Ce qui frappe immédiatement, c’est la très large place que cette nouvelle saga laisse aux mécaniques de relations intracommunautaires et à la vie au sein du quartier. Des sujets déjà évoqués par le film de 2002, mais qui n’étaient alors que survolés, l’intrigue s’intéressant surtout à l’ascension et à la chute de deux gangs rivaux.
Ici, on s’attarde bien davantage sur la structure des associations d’habitants, les rapports avec la classe politique, la montée en puissance des mouvements sociaux ou encore les problématiques de rapports entre les citoyens et la police.
Une série pour changer de regard sur le Brésil
Pour le réalisateur Fernando Meirelles, c’est une évidence : « Une série comme celle-ci peut aider à générer des transformations dans la société. » Et, effectivement, La Lutte continue traite en profondeur les questions politiques et sociales liées aux quartiers les plus défavorisés, avec beaucoup plus d’espoir et de luminosité que ne le faisait le film terriblement crépusculaire de 2002, mais sans pour autant basculer dans une vision angélique.
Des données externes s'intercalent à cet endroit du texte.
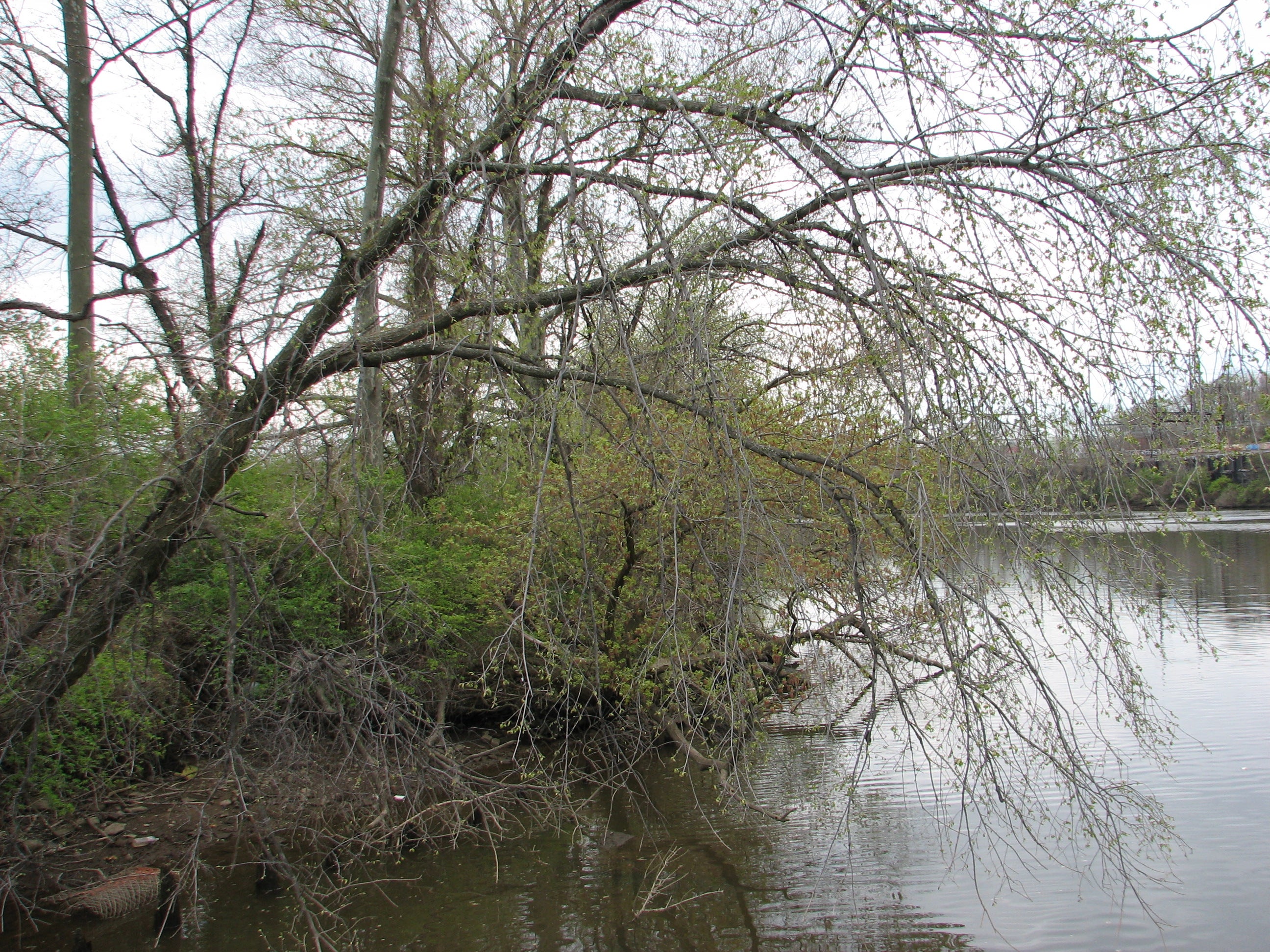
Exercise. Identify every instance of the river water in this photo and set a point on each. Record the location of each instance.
(872, 871)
Le récit demeure marqué par la violence, les règlements de compte et les tragédies irréparables, mais laisse une place plus large à l’optimisme.
Il faut dire que, depuis 20 ans, les mouvements sociaux issus des favelas et des communautés noires ont contribué à améliorer les conditions de vie et la représentation politique des habitants. La série est aussi une occasion explicite de revenir sur cette évolution, comme nous le confient Roberta Rodrigues et Alexandre Rodrigues : « Il y a plus d’espoir aujourd’hui ! Avant, on disait souvent que pour ne pas avoir de problème au Brésil, il fallait éviter de parler de deux choses : le foot et la politique. Tout ceci a bien changé, et c’est en partie La Cité de Dieu qui a révolutionné ça, qui a permis aux gens d’en parler ! »
Un passage de relais très réussi
À ce titre, La Cité de Dieu : la lutte continue est un passage de relais assez admirable. Tout d’abord parce que le traitement plus varié des thématiques donne une impression d’immersion inégalée dans le quartier que le show dépeint. Ensuite, car la reprise du même casting et du même réalisateur, restés extrêmement soudés durant ces 20 dernières années, est un tour de force. Lequel se traduit à l’écran par un jeu d’acteur impeccable et une réalisation au cordeau, tout à fait comparable à celle du film.
Touchant, brutal, drôle et spectaculaire, le show est une petite pépite de la rentrée, qui peut s’apprécier sans connaître ni le film d’origine ni La Cité des hommes. Néanmoins, c’est également une bonne occasion de découvrir ce chef-d’œuvre du cinéma des années 2000, tant le long métrage de Fernando Meirelles a particulièrement bien vieilli et s’enchaîne parfaitement avec cette nouvelle saga.